Unfortunately, the mainstream media's attack on Jeremy Corbyn has been twofold from the off. It first began when Jeremy threw his "bought from the Co-op hat" in the ring, with vitriolic and dismissive assertions Jeremy couldn't win the Labour leadership:
Julia Hartley Brewer: "Insane"? Perhaps better than thick or lacking judgement. No one in the Labour party - well, at least no one remotely sane - thinks Jeremy Corbyn will win the party leadership.
Of course, Jeremy's now won the Labour leadership, and by an absolute landslide, so it's egg on the face of all those journalists so severely "lacking judgement", or at least paid to lack judgement (a worryingly long list, which in of itself warrants a post).
Anyway, unable to credibly spin or condemn the fact Jeremy has won with aplomb (in the first round of voting and in all categories of the vote), the same journalists so severely lacking judgement, or at least paid to lack judgement, can now reassert their fallback plan: Jeremy Corbyn cannot and will not win the General Election.

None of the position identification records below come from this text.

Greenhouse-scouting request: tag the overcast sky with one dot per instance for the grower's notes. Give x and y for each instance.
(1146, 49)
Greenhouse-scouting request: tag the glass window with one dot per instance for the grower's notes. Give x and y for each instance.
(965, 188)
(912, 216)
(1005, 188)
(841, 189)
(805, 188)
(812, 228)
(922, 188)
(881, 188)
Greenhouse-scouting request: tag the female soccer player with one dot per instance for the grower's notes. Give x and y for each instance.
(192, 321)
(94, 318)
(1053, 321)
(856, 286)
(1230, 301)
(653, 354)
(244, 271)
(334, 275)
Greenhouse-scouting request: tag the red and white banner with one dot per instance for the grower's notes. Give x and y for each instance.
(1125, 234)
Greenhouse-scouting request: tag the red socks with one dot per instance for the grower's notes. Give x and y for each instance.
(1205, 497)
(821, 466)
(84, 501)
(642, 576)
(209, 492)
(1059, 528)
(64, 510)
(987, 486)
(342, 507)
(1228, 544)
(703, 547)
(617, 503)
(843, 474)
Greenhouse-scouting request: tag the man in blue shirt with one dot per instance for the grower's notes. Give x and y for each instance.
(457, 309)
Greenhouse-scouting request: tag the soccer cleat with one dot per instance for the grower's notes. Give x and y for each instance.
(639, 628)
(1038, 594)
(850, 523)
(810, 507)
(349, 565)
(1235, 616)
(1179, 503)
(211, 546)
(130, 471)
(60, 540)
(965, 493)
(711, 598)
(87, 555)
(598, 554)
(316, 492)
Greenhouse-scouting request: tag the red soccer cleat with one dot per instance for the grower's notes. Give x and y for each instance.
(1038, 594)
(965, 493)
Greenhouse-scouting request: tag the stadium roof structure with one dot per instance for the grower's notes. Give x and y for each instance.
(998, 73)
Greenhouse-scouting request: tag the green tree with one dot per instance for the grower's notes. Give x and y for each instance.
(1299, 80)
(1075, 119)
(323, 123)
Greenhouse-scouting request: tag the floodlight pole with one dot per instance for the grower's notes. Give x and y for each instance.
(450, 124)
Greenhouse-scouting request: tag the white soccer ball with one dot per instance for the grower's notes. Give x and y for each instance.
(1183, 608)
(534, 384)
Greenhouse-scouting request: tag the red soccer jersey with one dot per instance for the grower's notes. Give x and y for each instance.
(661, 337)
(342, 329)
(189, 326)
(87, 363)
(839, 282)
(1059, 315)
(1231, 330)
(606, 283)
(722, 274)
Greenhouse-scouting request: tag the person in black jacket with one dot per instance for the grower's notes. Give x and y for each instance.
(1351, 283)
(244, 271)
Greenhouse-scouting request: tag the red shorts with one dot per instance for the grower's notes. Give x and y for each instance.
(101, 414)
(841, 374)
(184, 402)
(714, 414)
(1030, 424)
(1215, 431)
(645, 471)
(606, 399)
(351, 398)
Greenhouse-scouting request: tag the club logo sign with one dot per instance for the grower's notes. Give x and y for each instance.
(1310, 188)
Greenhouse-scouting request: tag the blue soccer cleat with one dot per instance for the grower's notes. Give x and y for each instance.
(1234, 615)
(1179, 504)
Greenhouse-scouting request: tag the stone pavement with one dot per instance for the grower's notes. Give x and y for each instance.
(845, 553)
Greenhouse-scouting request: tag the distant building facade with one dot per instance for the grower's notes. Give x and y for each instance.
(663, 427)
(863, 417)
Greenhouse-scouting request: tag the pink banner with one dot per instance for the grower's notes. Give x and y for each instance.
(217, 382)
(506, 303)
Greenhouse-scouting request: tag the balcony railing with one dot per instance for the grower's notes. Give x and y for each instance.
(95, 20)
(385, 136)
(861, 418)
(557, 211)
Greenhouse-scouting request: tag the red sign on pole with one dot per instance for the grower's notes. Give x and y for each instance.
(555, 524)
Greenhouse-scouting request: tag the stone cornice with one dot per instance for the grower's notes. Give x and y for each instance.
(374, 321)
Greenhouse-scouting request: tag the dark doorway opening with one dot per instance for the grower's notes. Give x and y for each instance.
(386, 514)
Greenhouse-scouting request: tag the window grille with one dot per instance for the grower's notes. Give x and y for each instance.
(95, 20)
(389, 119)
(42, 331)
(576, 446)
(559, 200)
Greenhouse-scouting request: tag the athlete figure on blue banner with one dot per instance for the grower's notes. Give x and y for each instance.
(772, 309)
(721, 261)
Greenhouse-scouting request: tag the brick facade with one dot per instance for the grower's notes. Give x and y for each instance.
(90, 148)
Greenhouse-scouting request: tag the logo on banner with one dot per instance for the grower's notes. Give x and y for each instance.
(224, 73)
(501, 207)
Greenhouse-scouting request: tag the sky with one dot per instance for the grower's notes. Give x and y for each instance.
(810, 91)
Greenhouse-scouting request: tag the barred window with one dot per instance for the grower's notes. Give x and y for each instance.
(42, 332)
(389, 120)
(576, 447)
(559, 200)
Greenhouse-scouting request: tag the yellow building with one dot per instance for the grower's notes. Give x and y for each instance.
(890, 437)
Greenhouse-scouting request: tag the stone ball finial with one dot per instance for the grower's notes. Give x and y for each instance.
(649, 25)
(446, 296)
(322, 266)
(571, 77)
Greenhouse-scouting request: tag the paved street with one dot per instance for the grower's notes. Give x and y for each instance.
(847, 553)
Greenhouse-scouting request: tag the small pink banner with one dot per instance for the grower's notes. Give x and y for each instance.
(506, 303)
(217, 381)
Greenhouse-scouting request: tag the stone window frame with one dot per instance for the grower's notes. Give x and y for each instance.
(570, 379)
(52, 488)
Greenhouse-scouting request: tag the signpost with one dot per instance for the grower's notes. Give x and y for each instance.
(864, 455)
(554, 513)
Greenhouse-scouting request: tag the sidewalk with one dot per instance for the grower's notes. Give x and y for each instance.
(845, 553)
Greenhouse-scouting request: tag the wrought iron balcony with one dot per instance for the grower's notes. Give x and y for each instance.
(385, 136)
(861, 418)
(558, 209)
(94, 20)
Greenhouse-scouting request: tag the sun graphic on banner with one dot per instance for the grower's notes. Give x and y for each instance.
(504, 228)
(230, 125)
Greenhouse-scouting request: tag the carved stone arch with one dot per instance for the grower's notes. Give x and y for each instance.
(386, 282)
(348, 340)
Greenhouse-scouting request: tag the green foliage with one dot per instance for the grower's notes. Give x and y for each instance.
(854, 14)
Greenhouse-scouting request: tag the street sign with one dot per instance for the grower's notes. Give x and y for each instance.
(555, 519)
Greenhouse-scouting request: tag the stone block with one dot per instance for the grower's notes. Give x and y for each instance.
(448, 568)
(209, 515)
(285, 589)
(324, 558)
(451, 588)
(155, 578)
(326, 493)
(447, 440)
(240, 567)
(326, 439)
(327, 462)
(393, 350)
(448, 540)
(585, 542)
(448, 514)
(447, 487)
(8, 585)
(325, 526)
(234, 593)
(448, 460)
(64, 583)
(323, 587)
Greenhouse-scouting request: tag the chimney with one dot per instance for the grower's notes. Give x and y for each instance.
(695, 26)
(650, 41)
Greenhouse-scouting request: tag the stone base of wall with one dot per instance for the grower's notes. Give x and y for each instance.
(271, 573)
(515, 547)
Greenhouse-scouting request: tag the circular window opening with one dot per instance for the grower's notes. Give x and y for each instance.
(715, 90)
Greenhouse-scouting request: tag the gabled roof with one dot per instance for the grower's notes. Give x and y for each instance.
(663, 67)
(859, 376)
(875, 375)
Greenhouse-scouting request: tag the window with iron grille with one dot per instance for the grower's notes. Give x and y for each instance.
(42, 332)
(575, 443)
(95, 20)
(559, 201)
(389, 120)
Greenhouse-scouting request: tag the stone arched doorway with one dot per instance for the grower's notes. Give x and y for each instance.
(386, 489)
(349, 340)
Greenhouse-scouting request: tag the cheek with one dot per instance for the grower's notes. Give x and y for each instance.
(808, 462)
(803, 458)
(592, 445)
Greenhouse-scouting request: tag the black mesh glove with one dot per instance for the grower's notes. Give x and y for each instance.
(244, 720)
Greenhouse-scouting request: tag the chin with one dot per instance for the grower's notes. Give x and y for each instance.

Daily Mail: Red and Buried.
Obviously, I don't agree with the Daily Mail's hissing pessimism. Instead, in the New Statesman, Laurie Penny makes an excellent point:
"Corbyn, however, has been re-elected by the people of Islington North consistently since 1983 and, like Bernie Sanders in the US, seems as surprised as anyone to suddenly be reaping the rewards of a lifetime of sticking to his principles - principles that once put Corbyn on the moderate left of Labour and now make him look, at least in the estimation of much of the press, like the nightmare offspring of Che Guevara and Emma Goldman dressed up in a Stalin costume. And all for proposing a modest increase in the top rate of income tax."
Needless to say, over the next months we will witness more hatchet jobs, more attempts to smear, undermine and marginalise the principles and policies Jeremy Corbyn stands for. Each commentator asserting Jeremy Corbyn cannot win the General Election because he is too far to the left, while neglecting to offer a balanced or impartial argument as to why "being to the left" is actually a bad thing anyway.
And that is to say a bad thing for anyone other than the top 1% (the super rich who own the newspapers and hire a staff essentially well-paid to argue their agenda).
For those at the bottom and middle of society (the 99%) they will have to listen close to what Jeremy Corbyn has to say; they will have to judge Jeremy on his own words and not the interpretations of pundits and hacks, because the assertion Jeremy Corbyn cannot win the next General Election has little to do with his policies, but far more to do with the right wing and establishment's agenda. It is essentially saying your - the disenfranchised, the working and middle classes' - birthday parties will not be a happy affair because we the media, are going to piss on your cake.